Un millier de doses ont été jetées.

Un millier de doses ont été jetées.

Ce millier de vaccins Spoutnik V devenu inutilisable faisait partie d'un lot de 20 000 doses livré en tant qu'aide humanitaire par la Russie à ce pays pauvre d'Asie centrale. La campagne de vaccination y a commencé en mars, les injections russes étant plus prisées que l'alternative du chinois Sinopharm.

Les autorités ont été très critiquées suite à cet incident, qui n'a été rendu public que cette semaine mais qui s'est passé en avril dans une clinique publique de Bichkek, la capitale. Selon le ministre de la Santé Alimkadyr Beïchenaliïev, un agent d'entretien pourrait être responsable de la gaffe, ayant cherché une prise pour recharger son téléphone. «Si l'un des employés est à blâmer, une femme de ménage ou quelqu'un d'autre, la clinique devra en réponse financièrement», a-t-il déclaré aux journalistes.

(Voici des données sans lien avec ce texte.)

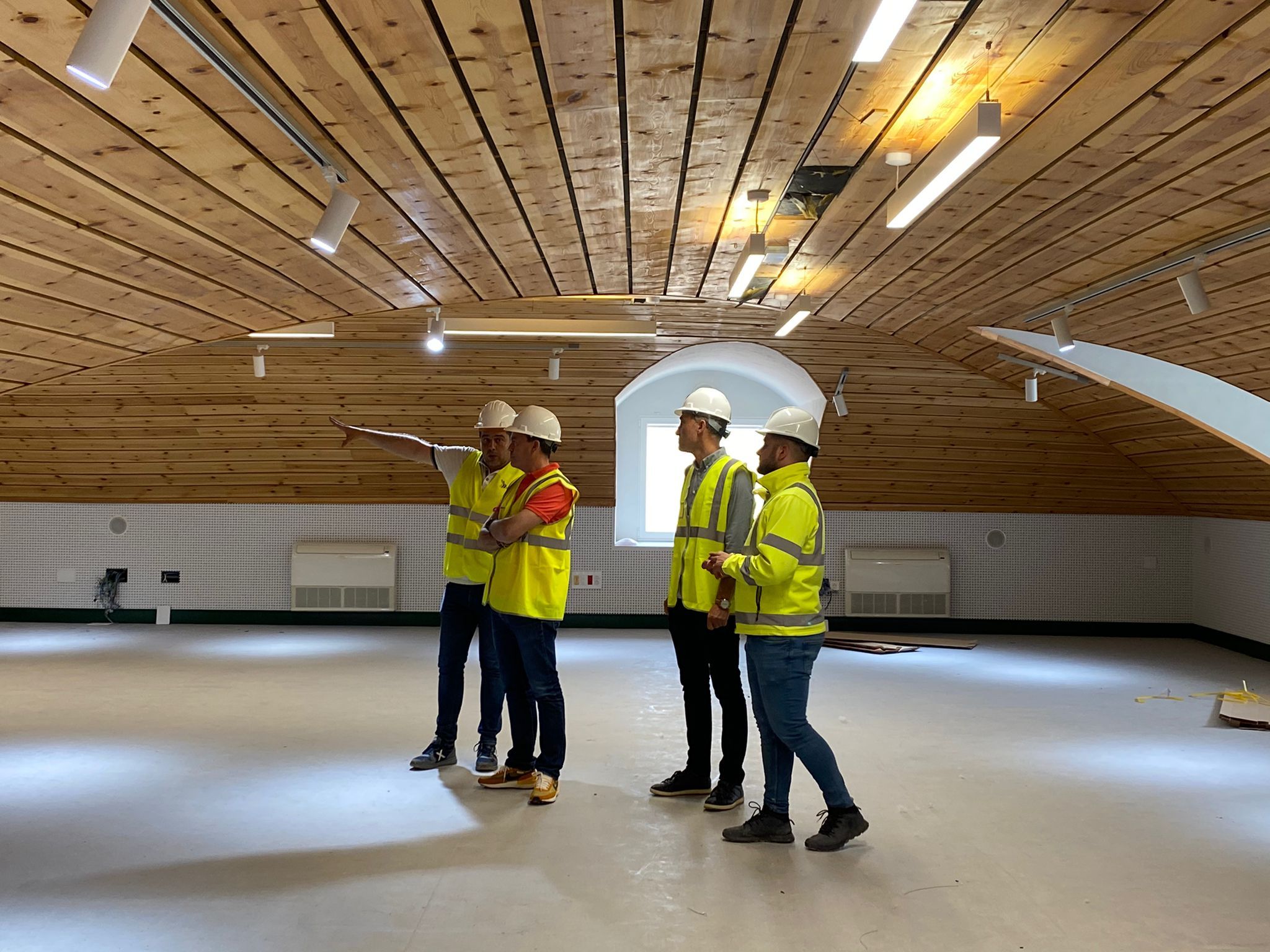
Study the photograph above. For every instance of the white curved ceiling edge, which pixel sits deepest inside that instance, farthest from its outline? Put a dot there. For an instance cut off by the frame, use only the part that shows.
(1222, 409)
(742, 357)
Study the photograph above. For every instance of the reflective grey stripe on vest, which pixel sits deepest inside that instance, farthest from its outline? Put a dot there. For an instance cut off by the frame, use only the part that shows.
(470, 514)
(461, 541)
(698, 532)
(793, 549)
(780, 621)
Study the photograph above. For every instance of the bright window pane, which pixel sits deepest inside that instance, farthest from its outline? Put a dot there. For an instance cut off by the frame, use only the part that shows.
(665, 465)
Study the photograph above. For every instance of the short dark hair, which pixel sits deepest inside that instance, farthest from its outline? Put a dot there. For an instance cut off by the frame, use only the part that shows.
(718, 427)
(806, 450)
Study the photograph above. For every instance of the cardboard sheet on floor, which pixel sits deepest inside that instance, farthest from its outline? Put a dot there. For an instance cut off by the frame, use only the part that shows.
(873, 648)
(898, 639)
(1245, 714)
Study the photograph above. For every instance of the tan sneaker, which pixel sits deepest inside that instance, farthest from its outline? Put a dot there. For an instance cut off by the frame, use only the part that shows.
(508, 778)
(545, 791)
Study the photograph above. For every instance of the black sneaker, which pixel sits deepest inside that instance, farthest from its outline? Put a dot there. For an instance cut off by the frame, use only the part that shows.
(838, 828)
(435, 756)
(726, 796)
(681, 785)
(763, 827)
(487, 757)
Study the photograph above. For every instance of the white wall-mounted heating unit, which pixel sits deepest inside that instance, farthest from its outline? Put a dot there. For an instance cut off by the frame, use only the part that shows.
(343, 576)
(900, 582)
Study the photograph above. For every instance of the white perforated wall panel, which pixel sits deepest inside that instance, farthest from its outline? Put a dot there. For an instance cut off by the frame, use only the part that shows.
(1073, 568)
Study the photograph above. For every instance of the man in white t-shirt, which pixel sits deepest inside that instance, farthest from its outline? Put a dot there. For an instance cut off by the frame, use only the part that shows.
(478, 480)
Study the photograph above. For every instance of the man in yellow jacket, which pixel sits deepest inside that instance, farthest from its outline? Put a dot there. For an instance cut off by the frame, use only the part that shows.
(778, 610)
(717, 507)
(527, 588)
(478, 480)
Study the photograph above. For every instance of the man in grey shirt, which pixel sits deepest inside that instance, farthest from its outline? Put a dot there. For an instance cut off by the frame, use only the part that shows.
(716, 512)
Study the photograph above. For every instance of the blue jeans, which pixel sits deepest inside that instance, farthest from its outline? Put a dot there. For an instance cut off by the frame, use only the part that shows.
(526, 654)
(780, 674)
(461, 616)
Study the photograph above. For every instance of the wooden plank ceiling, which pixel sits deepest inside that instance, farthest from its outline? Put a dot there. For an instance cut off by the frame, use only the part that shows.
(528, 149)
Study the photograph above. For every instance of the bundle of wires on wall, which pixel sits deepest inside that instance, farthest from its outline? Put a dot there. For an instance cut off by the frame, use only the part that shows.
(109, 593)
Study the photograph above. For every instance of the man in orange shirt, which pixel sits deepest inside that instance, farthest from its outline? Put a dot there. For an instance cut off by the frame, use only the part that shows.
(527, 589)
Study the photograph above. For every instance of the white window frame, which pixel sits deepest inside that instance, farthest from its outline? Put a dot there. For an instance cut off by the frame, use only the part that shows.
(665, 540)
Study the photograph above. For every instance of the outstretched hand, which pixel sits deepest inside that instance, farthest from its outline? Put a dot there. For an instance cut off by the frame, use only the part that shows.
(350, 432)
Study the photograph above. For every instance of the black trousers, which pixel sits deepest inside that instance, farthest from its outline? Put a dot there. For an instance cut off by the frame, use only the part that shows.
(710, 658)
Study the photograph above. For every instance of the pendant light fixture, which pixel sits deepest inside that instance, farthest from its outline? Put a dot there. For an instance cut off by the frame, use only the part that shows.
(752, 254)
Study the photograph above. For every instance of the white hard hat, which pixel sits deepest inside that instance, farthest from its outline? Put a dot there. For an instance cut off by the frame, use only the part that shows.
(538, 421)
(706, 402)
(495, 415)
(796, 423)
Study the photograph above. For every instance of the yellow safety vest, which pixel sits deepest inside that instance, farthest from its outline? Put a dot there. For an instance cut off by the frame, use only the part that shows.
(700, 534)
(779, 574)
(471, 500)
(531, 575)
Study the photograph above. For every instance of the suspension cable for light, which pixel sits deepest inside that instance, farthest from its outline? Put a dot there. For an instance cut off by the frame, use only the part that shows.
(883, 30)
(752, 254)
(978, 131)
(799, 310)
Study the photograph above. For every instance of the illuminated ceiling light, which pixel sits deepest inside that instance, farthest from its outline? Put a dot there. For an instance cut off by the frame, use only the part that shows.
(798, 311)
(436, 339)
(334, 221)
(883, 30)
(948, 164)
(1193, 289)
(752, 254)
(104, 41)
(840, 402)
(1064, 330)
(300, 332)
(551, 328)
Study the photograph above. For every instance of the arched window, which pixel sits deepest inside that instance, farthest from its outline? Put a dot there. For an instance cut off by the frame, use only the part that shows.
(649, 467)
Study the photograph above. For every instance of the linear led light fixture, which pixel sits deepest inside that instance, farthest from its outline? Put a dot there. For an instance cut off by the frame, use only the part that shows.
(1043, 368)
(549, 328)
(883, 30)
(948, 164)
(305, 332)
(799, 310)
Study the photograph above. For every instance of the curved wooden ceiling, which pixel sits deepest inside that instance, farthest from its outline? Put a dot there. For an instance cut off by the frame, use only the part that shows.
(517, 149)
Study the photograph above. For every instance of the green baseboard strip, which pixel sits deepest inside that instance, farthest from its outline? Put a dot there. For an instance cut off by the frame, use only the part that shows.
(431, 620)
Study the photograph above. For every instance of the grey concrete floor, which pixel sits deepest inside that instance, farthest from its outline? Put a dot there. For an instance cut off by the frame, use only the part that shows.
(247, 788)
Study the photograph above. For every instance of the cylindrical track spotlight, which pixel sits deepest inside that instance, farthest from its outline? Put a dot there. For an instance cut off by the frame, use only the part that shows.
(436, 339)
(334, 221)
(1193, 289)
(104, 41)
(1064, 332)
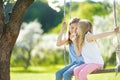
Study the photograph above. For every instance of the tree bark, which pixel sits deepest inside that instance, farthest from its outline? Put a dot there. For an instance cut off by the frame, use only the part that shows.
(9, 33)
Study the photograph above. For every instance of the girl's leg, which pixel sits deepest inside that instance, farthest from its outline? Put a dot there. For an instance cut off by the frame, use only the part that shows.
(69, 73)
(78, 69)
(59, 74)
(88, 69)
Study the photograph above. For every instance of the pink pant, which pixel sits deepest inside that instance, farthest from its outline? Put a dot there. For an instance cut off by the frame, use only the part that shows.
(83, 70)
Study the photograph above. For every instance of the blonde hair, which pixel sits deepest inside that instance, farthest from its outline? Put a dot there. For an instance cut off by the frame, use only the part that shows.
(73, 20)
(84, 27)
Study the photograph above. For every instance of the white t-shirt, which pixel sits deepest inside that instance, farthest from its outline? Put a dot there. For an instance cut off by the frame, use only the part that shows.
(91, 52)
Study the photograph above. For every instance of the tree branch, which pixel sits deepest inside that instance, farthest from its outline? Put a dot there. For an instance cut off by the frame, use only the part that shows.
(1, 17)
(17, 15)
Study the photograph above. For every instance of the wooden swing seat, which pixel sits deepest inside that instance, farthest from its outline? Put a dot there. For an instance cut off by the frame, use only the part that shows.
(105, 71)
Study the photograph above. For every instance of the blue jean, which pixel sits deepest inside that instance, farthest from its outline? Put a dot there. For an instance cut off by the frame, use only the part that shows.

M. Beïchenaliïev s'était affiché en avril à la télévision pour promouvoir la racine d'une plante - connue pour être très toxique pour l'homme - en tant que supposé remède miracle contre le Covid-19, en pleine nouvelle vague de contaminations. Il avait avalé devant les journalistes quelques gorgées du remède, qui contient des extraits de racine d'aconit, une plante de montagne qui contient des toxines mortelles pour l'homme mais qui est utilisée en médecine traditionnelle.

Le Kirghizstan est actuellement frappé par une troisième vague de cas de Covid-19, après un été déjà difficile qui a vu les hôpitaux déborder. Ce pays comptait vendredi plus de 100 000 cas et 1 735 morts pour 6,5 millions d'habitants, les autorités ayant toutefois admis que ces chiffres officiels ne sont pas représentatifs de la situation réelle. Selon les autorités de santé, plus de 50 000 personnes ont reçu au moins une dose de vaccin contre le coronavirus.